No deja de ser curioso que quienes luego serán acusados de extranjerizantes hayan sido los primeros que se preocupan de manera sistemática en pensar la Nación. En este punto, los románticos se diferencian de los unitarios. Para los jóvenes de la “Generación del 37”, los unitarios habían fracasado por su incapacidad de entender el país en que vivían. La alternativa para la nueva nación que se proponen construir no es el unitarismo ni el federalismo, sino una síntesis superior.

Ese proyecto que se apoya en tradiciones y mitos es políticamente liberal, económicamente capitalista y culturalmente socialista. Su socialismo, por supuesto, no es el de Marx. Para Echeverría, el reconocimiento de la primacía de lo social como factor constitutivo de la política y la construcción del individuo merece ser calificado de socialista.

La “Generación del 37” moviliza a los intelectuales porteños y extiende su influencia a las principales ciudades de lo que empieza a ser la Argentina. Habrá militantes de la buena nueva en Córdoba, Tucumán, Salta y San Juan. Contra lo que se supone, los muchachos intentan comprender al rosismo y arriesgan una singular caracterización de Juan Manuel. Para Echeverría, pero sobre todo para Alberdi, Juan Manuel encarna las virtudes del héroe, del caudillo arraigado a la tierra, del político preparado para entender al pueblo. Por supuesto, para que esa relación primaria se fortaleza en una dirección progresista y racional ese caudillo necesitará del asesoramiento y los consejos de los oráculos, es decir, de ellos.

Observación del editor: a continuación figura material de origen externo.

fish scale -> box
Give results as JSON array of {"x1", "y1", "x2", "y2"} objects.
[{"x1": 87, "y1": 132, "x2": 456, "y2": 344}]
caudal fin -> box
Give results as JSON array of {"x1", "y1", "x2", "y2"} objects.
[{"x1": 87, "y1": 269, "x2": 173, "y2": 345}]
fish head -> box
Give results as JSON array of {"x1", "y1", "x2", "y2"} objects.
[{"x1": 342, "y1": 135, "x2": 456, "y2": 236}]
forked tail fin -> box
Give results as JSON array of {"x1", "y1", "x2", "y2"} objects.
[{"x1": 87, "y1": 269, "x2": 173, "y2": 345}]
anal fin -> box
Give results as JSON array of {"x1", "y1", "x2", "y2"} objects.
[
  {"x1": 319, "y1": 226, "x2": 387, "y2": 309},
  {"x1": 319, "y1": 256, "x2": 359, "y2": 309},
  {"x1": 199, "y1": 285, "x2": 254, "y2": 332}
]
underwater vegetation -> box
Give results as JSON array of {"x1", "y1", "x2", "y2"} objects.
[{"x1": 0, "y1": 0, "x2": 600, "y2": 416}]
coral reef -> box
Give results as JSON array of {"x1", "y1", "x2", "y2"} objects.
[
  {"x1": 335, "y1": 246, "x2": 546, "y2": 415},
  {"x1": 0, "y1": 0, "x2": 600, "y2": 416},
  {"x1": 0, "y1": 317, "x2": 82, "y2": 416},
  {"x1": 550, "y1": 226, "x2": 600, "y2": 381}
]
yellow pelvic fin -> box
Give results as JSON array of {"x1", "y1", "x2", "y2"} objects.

Rosas nunca se dará por enterado de estos devaneos teóricos. Por el contrario, para su visión práctica del poder y de la vida estos jóvenes que usan capas negras, que se reúnen a leer libros extraños y que suelen estar protegidos por sus padres -prominentes y acaudalados miembros del régimen- son sospechosos. El desenlace no demora en producirse: el Salón Literario se clausura, las revistas se cierran. Cuando Francia inicia su bloqueo, los muchachos descubren el otro rostro del romanticismo: la causa del progreso está expresada por Francia, única garante para poner punto final a los excesos de un dictador bárbaro.

El exilio a Montevideo y Santiago de Chile no tarda en producirse. Tampoco demora la represión. Algunos van a dar con sus huesos a la cárcel, otros son degollados, pero la mayoría se exilia, algunos con razón, otros porque estiman que ya no tienen nada que hacer en Buenos Aires. Echeverría es uno de los últimos en hacerlo. Lo hace en 1840, después de haber dado su apoyo al levantamiento de “Los libres del sur”.

La pobreza, la enfermedad y el sentimiento trágico de la vida lo precipitan a la muerte. En Montevideo escribe poemas, un proyecto educativo y el célebre “Dogma socialista” con su “Ojeada retrospectiva” cuyo primer ejemplar se lo envía a Urquiza. Conviene detenerse en ese hecho. Echeverría para mediados de los años cuarenta está convencido de que a Rosas no lo van a derrocar escribiendo poemas, sino promoviendo a un caudillo que tenga tanto poder como él y que, al mismo tiempo, no sea bárbaro. Ese caudillo que reúne en su persona esas virtudes se llama Urquiza. Hoy es fácil saberlo, pero en 1846 es probable que ni siquiera Urquiza lo hubiera sospechado.

Echeverría muere en Montevideo en 1851. Muere pobre y amargado. Su profecía política se cumplirá, pero no podrá verla y mucho menos disfrutarla. “La vida no es más que una larga serie de pesares y un corto sueño de ilusiones y esperanzas” escribe. Para luego agregar: “La eternidad devora al tiempo, el tiempo devora a la vida y la vida se devora a sí misma”. Cioran hubiera firmado estas reflexiones sin dudarlo.